Nella notte tra il 19 e il 20 agosto un delicato intervento del Soccorso Alpino ha permesso di recuperare due alpinisti in difficoltà durante la discesa dal Campanile di Val Montanaia. Le operazioni, rese complesse dalla scarsa visibilità e dall’esposizione della parete, si sono concluse intorno all’1.30.
Un intervento tecnico nel cuore delle Dolomiti Friulane
Si è concluso nella notte tra il 19 e il 20 agosto il complesso intervento di soccorso sul Campanile di Val Montanaia, uno dei simboli delle Dolomiti Friulane, nel territorio di Cimolais.
Il problema si è verificato nella fase di discesa in corda doppia. Raggiunto il grande ballatoio che circonda la parte sommitale del Campanile, la cordata ha imboccato una linea di calata errata, spostandosi eccessivamente verso ovest anziché proseguire verso il settore nord, dove si trova la normale linea di discesa. Il primo alpinista a calarsi è rimasto così bloccato nel vuoto dopo circa 50 metri, sospeso all’imbragatura.
Il primo tentativo con l’elicottero
Sono stati attivati la stazione Valcellina del Soccorso Alpino, l’elisoccorso regionale e il personale sanitario. In una prima fase si è tentato di raggiungere direttamente l’alpinista con il verricello dell’elicottero. La manovra è stata però giudicata troppo rischiosa. La visibilità nella parte alta del Campanile era insufficiente e lo spostamento d’aria prodotto dal rotore poteva smuovere sassi dalla parete, con un potenziale pericolo sia per l’alpinista sospeso sia per il tecnico di elisoccorso. L’equipaggio è quindi rientrato al campo base di Pinedo per definire una diversa strategia.
La seconda operazione ha richiesto un approccio più articolato. I soccorritori sono ripartiti con corde lunghe fino a 200 metri e tre tecnici sono stati sbarcati sul versante est del Campanile.Da lì la squadra ha percorso il ballatoio anulare e si è successivamente calata fino a raggiungere l’uomo ancora sospeso. Le operazioni decisive si sono svolte ormai al buio: l’alpinista è stato assicurato dai tecnici, liberato dalle corde sulle quali era rimasto bloccato e quindi accompagnato in sicurezza fino alla base della guglia.
Nonostante la prolungata sospensione, l’uomo era rimasto vigile e aveva cercato di muoversi durante l’attesa, riportando al termine soltanto lievi formicolii. Altri quattro soccorritori sono successivamente saliti incontro al gruppo per fornire assistenza durante il rientro a valle. L’intervento si è concluso intorno all’1.30.
Campanile di Val Montanaia, un simbolo dell’alpinismo friulano
Lo scenario nel quale si è svolto il soccorso contribuisce a spiegare la complessità delle operazioni. Il Campanile di Val Montanaia è infatti una guglia isolata di roccia che si innalza nel cuore del Parco Naturale delle Dolomiti Friulane, tra il gruppo dei Monfalconi e gli Spalti di Toro. La sua sommità raggiunge quota 2.173 metri e la forma slanciata e quasi verticale gli è valsa il celebre soprannome di “urlo di pietra”. La via normale è una delle grandi classiche dell’alpinismo friulano: presenta difficoltà fino al V grado e un’arrampicata costantemente esposta, sviluppandosi per circa 250 metri.

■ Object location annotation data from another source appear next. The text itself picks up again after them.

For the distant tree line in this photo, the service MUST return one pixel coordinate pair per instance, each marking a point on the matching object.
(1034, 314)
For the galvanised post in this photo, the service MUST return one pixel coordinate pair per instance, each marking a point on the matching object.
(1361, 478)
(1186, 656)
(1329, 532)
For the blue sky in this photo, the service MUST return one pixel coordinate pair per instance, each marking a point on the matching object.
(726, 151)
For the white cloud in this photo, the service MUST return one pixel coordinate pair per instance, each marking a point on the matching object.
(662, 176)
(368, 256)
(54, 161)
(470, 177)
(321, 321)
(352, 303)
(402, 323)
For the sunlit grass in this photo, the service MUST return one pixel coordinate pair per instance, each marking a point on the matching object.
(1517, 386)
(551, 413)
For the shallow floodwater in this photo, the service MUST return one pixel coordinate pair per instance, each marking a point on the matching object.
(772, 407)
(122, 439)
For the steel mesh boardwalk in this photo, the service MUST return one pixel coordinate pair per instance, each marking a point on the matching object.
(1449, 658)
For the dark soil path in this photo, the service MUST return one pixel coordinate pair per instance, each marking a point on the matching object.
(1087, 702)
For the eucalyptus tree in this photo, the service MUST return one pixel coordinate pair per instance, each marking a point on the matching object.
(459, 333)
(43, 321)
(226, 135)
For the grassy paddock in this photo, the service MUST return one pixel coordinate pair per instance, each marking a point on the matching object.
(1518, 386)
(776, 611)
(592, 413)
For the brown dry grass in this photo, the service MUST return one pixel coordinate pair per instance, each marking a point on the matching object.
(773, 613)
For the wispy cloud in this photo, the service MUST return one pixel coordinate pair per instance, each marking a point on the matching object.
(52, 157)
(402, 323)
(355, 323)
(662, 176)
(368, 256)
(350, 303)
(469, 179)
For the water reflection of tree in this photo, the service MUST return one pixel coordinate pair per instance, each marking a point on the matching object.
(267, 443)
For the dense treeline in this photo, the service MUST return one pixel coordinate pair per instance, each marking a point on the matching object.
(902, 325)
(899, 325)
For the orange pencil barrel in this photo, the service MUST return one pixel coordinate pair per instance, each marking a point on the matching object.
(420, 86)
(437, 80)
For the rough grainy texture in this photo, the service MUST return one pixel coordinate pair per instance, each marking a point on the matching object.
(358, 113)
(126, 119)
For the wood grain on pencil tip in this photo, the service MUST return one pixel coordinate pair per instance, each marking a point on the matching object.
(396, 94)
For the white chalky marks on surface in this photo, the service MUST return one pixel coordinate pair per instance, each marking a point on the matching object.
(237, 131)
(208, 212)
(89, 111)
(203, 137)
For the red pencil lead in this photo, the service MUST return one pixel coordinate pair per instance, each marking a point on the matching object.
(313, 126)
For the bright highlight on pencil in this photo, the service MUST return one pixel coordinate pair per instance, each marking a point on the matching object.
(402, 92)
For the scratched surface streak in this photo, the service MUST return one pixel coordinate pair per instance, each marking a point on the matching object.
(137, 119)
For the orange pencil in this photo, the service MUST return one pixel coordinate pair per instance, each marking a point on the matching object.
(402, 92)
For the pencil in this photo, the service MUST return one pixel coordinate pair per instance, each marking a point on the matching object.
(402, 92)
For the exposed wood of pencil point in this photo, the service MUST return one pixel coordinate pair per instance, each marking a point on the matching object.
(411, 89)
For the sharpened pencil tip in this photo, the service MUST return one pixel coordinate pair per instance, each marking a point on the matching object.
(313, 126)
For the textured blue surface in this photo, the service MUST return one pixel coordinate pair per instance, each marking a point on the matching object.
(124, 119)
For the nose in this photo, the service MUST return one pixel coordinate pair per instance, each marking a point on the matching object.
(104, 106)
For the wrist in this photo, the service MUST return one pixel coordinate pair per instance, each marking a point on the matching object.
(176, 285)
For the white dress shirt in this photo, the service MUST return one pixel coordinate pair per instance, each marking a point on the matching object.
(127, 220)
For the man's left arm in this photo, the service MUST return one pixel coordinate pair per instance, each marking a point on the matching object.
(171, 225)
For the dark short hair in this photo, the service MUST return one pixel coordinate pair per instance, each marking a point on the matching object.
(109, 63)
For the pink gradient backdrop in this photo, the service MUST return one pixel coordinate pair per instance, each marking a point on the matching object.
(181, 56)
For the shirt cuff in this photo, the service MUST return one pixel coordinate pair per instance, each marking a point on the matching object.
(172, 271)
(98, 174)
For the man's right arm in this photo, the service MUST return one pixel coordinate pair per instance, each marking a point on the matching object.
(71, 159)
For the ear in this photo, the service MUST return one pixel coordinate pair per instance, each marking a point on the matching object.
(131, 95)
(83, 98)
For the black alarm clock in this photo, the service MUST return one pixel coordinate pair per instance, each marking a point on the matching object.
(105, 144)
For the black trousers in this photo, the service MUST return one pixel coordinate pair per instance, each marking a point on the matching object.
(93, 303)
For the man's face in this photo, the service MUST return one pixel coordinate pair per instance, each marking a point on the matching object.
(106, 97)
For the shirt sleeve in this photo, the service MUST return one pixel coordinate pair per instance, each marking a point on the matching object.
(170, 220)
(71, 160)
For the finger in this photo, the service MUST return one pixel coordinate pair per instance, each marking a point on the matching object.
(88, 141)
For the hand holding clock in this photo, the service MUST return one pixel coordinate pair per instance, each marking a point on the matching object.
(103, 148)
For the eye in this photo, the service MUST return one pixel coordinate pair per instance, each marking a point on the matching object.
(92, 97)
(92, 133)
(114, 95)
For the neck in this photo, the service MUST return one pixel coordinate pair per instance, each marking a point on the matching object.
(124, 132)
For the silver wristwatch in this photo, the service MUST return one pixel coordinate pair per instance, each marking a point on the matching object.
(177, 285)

La prima salita completa risale al 17 settembre 1902 e fu realizzata dagli alpinisti austriaci Wolf von Glanvell e Karl von Saar. Pochi giorni prima Napoleone Cozzi e Alberto Zanutti avevano già superato quella che sarebbe diventata la celebre Fessura Cozzi, il passaggio chiave dell’itinerario, senza tuttavia riuscire a trovare il percorso corretto verso la vetta.
Anche la discesa richiede attenzione e conoscenza precisa dell’itinerario. Dalla cima si effettuano calate in corda doppia fino al ballatoio, che deve poi essere seguito verso nord per raggiungere l’ancoraggio della successiva calata, in parte nel vuoto. Proprio questa conformazione rende un errore di direzione particolarmente delicato, soprattutto con il sopraggiungere del buio o in condizioni di visibilità ridotta.